La excentricidad y laconismo del mensaje, supongo, debió excitar la lacónica y excéntrica imaginación de Mr. Jones, y una mañana, pocos días después de haber recibido el obituario que le encargué redactar, François, el encargado de los deportes, que andaba a la busca de un carrete de tinta roja para su máquina de escribir, revolviendo papeles y ceniceros sucios, se topó con una nota escrita a mano. “Querido mundo, me estoy yendo porque estoy aburrido. Te dejo con tus preocupaciones en esta dulce cloaca. Buena suerte.”
Al principio se alarmó. Aquella mañana Mr. Jones no pasó por la oficina oficial ni por la oficiosa, como refirió Schumacher.
Matilde tampoco se había personado en su lugar de trabajo. En cinco años, la joven nunca había faltado más que por extrema necesidad y siempre, previo aviso. De modo que, alarmado también yo, y tras telefonear repetidamente a Matilde a su casa (vivía con su madre anciana, sorda como una tapia), mandé a alguien al hotel donde se hospedaba Mr. Jones.
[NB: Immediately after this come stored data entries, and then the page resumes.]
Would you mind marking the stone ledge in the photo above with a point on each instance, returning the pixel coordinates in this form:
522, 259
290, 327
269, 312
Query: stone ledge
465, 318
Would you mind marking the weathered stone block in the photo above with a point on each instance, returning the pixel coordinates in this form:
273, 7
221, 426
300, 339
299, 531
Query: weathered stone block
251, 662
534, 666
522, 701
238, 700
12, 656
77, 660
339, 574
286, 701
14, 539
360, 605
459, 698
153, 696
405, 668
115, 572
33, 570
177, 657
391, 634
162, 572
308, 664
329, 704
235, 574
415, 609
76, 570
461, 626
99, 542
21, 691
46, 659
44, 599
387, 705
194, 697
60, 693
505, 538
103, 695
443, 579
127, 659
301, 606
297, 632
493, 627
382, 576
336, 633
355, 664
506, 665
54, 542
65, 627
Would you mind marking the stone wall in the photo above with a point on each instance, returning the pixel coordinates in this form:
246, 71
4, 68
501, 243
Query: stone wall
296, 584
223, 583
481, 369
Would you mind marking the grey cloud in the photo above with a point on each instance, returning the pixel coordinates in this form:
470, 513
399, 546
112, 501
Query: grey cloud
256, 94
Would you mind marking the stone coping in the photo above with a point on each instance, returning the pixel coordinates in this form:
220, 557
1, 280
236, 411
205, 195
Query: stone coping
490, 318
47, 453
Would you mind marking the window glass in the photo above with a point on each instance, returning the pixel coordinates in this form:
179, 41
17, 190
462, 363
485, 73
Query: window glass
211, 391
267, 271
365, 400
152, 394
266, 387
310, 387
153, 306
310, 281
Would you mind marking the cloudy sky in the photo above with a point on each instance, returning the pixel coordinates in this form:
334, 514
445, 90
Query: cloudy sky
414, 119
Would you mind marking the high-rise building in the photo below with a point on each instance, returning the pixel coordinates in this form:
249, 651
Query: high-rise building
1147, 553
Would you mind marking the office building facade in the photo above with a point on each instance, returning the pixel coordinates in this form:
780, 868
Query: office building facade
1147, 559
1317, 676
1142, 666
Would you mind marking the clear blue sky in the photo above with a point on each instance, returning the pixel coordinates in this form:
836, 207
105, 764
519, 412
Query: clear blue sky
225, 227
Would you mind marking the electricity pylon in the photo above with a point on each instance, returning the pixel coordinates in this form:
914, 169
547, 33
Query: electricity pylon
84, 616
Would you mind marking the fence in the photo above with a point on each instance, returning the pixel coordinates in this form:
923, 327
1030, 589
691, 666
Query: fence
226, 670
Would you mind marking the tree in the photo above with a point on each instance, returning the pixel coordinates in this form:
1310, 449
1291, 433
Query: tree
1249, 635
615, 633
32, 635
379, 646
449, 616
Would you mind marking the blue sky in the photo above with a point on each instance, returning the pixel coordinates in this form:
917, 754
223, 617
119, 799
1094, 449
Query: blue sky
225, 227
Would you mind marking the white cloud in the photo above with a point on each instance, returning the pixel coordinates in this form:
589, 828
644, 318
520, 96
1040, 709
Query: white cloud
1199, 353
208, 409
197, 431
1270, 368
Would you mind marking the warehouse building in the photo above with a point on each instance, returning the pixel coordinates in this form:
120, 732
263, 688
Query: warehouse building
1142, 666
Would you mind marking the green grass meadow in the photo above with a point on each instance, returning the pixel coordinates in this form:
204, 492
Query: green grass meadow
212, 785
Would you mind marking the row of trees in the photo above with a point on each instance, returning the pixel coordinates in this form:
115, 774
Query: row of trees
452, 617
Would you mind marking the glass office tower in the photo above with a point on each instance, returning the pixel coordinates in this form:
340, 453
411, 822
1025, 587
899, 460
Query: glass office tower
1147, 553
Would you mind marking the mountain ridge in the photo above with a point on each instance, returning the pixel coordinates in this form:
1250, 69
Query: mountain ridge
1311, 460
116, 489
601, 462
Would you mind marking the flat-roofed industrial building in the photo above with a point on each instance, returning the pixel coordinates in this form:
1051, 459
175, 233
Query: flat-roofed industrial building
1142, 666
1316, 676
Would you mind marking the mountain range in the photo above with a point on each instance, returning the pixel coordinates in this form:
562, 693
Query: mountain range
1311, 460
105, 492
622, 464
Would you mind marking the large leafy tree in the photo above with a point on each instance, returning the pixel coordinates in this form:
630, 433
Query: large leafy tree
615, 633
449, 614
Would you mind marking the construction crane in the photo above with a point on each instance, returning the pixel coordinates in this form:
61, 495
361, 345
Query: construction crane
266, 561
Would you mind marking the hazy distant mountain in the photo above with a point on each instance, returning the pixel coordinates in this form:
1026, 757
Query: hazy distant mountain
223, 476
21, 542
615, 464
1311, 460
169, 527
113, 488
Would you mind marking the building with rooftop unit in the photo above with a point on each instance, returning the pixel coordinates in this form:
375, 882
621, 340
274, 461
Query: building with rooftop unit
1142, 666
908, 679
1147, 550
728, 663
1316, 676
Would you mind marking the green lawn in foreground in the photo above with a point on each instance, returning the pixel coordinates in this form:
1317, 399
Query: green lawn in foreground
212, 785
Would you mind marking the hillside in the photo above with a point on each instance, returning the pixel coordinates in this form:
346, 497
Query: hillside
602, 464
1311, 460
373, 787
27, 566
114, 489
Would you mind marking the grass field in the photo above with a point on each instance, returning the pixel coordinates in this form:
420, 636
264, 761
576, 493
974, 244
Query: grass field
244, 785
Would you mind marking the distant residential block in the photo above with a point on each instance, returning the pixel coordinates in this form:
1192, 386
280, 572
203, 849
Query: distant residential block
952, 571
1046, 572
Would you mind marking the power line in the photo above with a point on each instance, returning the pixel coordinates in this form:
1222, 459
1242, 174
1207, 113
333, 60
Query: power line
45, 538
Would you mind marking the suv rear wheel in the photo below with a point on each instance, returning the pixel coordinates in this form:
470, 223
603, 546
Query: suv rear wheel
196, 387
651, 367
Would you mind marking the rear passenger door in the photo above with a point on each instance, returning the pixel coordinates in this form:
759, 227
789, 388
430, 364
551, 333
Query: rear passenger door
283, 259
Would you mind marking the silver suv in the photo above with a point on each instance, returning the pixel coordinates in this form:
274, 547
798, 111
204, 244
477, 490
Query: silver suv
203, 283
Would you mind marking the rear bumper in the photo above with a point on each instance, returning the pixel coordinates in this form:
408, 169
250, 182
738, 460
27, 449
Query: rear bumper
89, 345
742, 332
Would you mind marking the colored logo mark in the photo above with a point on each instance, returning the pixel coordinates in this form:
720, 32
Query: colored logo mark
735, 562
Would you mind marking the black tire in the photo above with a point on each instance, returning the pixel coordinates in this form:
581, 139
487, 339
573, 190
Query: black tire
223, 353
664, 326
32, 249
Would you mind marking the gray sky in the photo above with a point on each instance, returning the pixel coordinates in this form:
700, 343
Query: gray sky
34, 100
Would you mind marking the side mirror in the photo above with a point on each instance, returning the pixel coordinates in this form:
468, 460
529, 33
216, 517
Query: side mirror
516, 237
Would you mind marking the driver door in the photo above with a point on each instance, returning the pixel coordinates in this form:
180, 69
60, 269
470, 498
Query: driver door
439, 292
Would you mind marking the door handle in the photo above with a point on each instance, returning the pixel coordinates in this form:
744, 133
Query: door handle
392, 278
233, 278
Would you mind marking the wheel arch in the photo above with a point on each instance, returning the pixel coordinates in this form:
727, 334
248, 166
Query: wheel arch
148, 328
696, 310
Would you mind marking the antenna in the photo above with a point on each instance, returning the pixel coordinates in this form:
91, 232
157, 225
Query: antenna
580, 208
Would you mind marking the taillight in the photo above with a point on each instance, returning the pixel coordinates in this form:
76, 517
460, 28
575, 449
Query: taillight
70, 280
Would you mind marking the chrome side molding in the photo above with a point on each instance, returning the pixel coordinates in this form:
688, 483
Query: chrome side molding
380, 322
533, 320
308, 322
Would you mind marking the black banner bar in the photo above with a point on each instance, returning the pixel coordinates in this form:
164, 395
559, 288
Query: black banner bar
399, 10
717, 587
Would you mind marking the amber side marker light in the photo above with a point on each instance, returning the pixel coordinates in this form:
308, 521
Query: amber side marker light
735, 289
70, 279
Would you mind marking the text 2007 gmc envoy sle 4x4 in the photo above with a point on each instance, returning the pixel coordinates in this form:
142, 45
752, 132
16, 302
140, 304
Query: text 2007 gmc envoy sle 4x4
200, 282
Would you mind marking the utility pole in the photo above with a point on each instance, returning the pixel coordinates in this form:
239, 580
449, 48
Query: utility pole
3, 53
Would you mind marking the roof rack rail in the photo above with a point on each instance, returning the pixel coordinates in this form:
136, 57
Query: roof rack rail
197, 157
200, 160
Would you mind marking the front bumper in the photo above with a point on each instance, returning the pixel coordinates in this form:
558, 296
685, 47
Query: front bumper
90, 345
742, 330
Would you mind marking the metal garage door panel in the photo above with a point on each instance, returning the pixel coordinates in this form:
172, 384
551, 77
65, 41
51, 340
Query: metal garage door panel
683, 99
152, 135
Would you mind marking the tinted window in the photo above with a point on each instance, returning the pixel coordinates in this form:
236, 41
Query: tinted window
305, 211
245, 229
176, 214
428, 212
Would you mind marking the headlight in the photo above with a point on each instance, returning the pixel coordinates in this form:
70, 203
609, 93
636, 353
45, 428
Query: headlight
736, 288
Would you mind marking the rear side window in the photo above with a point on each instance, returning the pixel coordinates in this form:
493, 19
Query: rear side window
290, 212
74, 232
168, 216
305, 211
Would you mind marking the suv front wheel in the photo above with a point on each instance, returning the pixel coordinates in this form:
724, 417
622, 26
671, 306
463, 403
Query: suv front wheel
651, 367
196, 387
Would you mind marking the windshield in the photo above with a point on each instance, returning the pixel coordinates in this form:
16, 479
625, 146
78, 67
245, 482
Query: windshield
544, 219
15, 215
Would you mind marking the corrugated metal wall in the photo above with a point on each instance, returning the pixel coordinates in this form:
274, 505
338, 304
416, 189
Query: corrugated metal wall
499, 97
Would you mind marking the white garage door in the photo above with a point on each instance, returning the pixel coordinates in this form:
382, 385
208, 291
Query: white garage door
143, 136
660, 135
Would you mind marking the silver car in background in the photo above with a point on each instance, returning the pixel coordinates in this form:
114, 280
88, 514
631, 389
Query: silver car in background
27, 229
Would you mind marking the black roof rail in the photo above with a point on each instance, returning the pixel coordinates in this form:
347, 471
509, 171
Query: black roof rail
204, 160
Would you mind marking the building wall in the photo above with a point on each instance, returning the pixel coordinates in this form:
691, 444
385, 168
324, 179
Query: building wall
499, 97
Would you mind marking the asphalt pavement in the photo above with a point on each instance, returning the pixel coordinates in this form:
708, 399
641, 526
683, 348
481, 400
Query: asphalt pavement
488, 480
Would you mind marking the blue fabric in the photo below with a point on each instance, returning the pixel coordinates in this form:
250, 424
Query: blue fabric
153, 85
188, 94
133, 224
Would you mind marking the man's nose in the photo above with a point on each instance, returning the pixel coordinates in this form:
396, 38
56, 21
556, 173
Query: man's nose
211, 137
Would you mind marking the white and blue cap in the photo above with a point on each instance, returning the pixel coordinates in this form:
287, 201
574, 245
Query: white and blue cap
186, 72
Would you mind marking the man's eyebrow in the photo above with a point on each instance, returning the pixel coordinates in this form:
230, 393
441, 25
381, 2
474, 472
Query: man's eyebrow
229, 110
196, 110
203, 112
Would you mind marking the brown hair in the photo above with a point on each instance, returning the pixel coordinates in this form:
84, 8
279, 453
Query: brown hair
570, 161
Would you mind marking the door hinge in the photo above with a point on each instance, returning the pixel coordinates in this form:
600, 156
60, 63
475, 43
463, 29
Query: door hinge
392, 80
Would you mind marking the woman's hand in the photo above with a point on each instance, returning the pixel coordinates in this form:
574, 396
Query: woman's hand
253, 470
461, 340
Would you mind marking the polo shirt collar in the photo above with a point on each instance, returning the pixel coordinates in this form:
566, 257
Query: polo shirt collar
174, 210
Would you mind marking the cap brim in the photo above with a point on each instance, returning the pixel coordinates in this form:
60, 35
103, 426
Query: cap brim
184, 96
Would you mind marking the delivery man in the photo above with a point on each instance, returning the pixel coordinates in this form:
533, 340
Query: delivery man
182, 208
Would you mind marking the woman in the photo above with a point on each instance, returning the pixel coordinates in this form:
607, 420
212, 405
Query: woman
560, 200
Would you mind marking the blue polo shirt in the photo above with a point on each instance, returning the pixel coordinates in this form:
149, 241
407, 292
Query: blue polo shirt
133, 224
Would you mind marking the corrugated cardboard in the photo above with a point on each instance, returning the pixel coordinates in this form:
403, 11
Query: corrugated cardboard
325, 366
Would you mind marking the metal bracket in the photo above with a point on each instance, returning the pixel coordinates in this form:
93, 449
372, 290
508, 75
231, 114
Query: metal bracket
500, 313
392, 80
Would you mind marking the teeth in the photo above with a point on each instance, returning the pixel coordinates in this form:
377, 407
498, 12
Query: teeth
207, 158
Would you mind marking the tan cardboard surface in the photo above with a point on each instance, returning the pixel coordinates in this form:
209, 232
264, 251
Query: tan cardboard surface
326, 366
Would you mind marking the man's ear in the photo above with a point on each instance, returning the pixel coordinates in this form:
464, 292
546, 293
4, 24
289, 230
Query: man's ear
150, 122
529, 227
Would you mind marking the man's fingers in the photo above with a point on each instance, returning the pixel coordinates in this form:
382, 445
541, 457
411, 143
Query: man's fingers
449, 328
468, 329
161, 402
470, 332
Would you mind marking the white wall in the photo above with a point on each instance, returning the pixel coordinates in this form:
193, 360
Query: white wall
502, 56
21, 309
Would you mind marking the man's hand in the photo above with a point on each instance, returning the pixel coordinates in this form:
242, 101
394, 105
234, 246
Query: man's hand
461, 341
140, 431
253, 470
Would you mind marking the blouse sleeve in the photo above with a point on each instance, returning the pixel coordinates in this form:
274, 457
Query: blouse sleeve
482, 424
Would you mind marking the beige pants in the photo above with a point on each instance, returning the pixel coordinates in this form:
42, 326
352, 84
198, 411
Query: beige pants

No pude evitar ese primer escándalo.

Debí cortar entonces por lo sano. Después de aquello, Matilde solicitó una baja temporal por el ingreso hospitalario de su madre.
Lo cierto era que desde aquel día, en la redacción todo eran murmullos a su paso, miradas rijosas, sonrisas lúbricas, comentarios obscenos. Supongo que era demasiado buena chica y no pudo perdonarse a sí misma.
Y más tarde, más notas de suicidio.
Firmadas ahora por diversos miembros de la redacción. La broma dejó de tener definitivamente gracia cuando, Matilde, tres meses después, habiendo ya enterrado a su madre y de vuelta en la ciudad, en su primer día de trabajo, al que se había reincorporado contraviniendo mi consejo, saltó desde la ventana del archivo de la redacción (tercer piso, sobre un furgón cargado de hortalizas)
Murió un par de días después. Naturalmente, se había encontrado una nota sobre una pila de archivadores. Mecanografiada, como todas las demás. Junto a un paquete vacío de Gauloise. Retorcido. Vacío. “Mamá, lo siento, y Te amo.”
Me levanté.

-¿Cómo se lo tomó Mr Jones?
-No se lo tomó ni mal ni bien. Me pidió redactar la necrológica con una voz empapada en licor. Me negué. Creo que fue mi único gesto de autoridad hacia él. El único al que me atreví. Aun con todo la escribió. Puede que tuviera algún cargo de conciencia. Ligero. Tampoco me informó de la oferta. Se fue con la misma prontitud con que llegó. Me dejó esta necrológica, malos recuerdos y la cuenta del hotel.

-No le guardo rencor, pero el pesar de haberle conocido me acompañará hasta la tumba, como esta bombona de oxígeno.

Entonces reparé en que desde el principio sostenía con la mano izquierda un diario enrollado. Un ejemplar del Liberal, presumí. No me equivoqué.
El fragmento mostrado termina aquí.